GEORGETTE. Quoi donc !
TRISTAN, écoutant. De l’argent !… une fortune, à toi !… Dans un journal… le journal du Havre !
GEORGETTE. Est-il possible ?
TRISTAN, écoutant. Oui !… tu as hérité, et c’est pour cela qu’il veut t’épouser.
GEORGETTE. Oh ! c’est indigne !
TRISTAN, prenant le journal du Havre… « Les huîtres sont en grande abondance au Havre… » Ce n’est pas ça ! (Il tourne le feuillet.) Ah ! m’y voici !… (Il lit.) « Mademoiselle Georgette Ganivet, native de Sainte-Adresse, est priée de faire connaître le lieu de sa résidence à maître Plumeau, notaire au Havre, exécuteur testamentaire de Georges Balandin, son parrain, capitaine au cabotage, décédé depuis treize mois, et qui l’a instituée sa légataire universelle. »
GEORGETTE. Pauvre parrain !… que je n’avais pas vu depuis l’âge de trois mois.
TRISTAN. Sapristi !… j’aime mieux ton parrain que celui d’à côté !…
GEORGETTE. Je suis donc riche !
TRISTAN. Tu es riche.
GEORGETTE, lui tendant la main.[1] Non… nous sommes riches.
Scène XXI
GASPARD, entrant. Dites donc, monsieur Tristan… on demande le journal du Havre dans le cabinet à côté.
TRISTAN. Prends !
GEORGETTE, s’en emparant. Attends… un crayon ?
GASPARD, lui en donnant un. Voilà !
GEORGETTE, écrivant. Tiens… là… sur la marge !… bien en évidence… « Cher cousin, vous êtes trop généreux, et je suis trop pauvre pour devenir votre femme ! Signé, Georgette ! »
TRISTAN. Bravo !
GEORGETTE, à Gaspard, montrant la gauche. Donnez maintenant ce journal aux deux personnes qui sont dans ce cabinet.
GASPARD. Oui, madame.
TRISTAN, l’arrêtant. Attends encore un peu ! (À Georgette.) Passe-moi le crayon. (Il écrit sur une feuille qu’il arrache à la carte.) « Chère future, vous avez trop de famille pour un homme seul. (Parlé.) Daté. (Il écrit.) Du cabinet voisin. — Tristan. »
GEORGETTE. Très-bien !
TRISTAN, à Gaspard. Ce billet… dans le cabinet de l’homme qui brise les assiettes…

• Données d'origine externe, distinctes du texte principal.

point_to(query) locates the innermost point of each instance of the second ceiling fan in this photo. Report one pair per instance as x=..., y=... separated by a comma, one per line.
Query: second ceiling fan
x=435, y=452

GASPARD. Oui, monsieur… Ah ! il est au poste.
TRISTAN. Ah ! Gaspard, une minute. (À Georgette.) Dis donc, Georgette… est-ce que tu ne mangerais pas volontiers quelque chose, toi ?
GEORGETTE. Oh ! oui, je meurs de faim.
TRISTAN. Et moi aussi. (À Gaspard.) Gaspard, sers-nous à dîner.
GASPARD, étonné. Encore une fois ?
TRISTAN. Au galop… et servons chaud !
GASPARD, à lui-même. Ils vont se donner une indigestion, c’est sûr ! (Haut, après avoir fait quelques pas.) À propos… et la voiture ?
TRISTAN. Qu’elle attende !… elle nous conduira… au Havre.
GEORGETTE. Ah çà ! Tristan, j’espère qu’à présent tu vas porter ta croix ?
TRISTAN, riant et l’embrassant. Puisque je me marie.
GEORGETTE[2].
Ces dîners fins, que l’amour assaisonne,
Sont cachés même à nos meilleurs amis.
TRISTAN.
Vous étiez là, pourtant, et je soupçonne
Qu’à ce repas, où vous fûtes admis,
Gens scrupuleux, moralistes féroces,
En nous blâmant, ont rougi d’assister…
GEORGETTE.
Mais celui-ci, c’est un dîner de noces,
Et nous pouvons, messieurs, vous inviter.
ENSEMBLE.
Mais celui-ci, c’est un dîner de noces,
et nous venons, messieurs, vous inviter.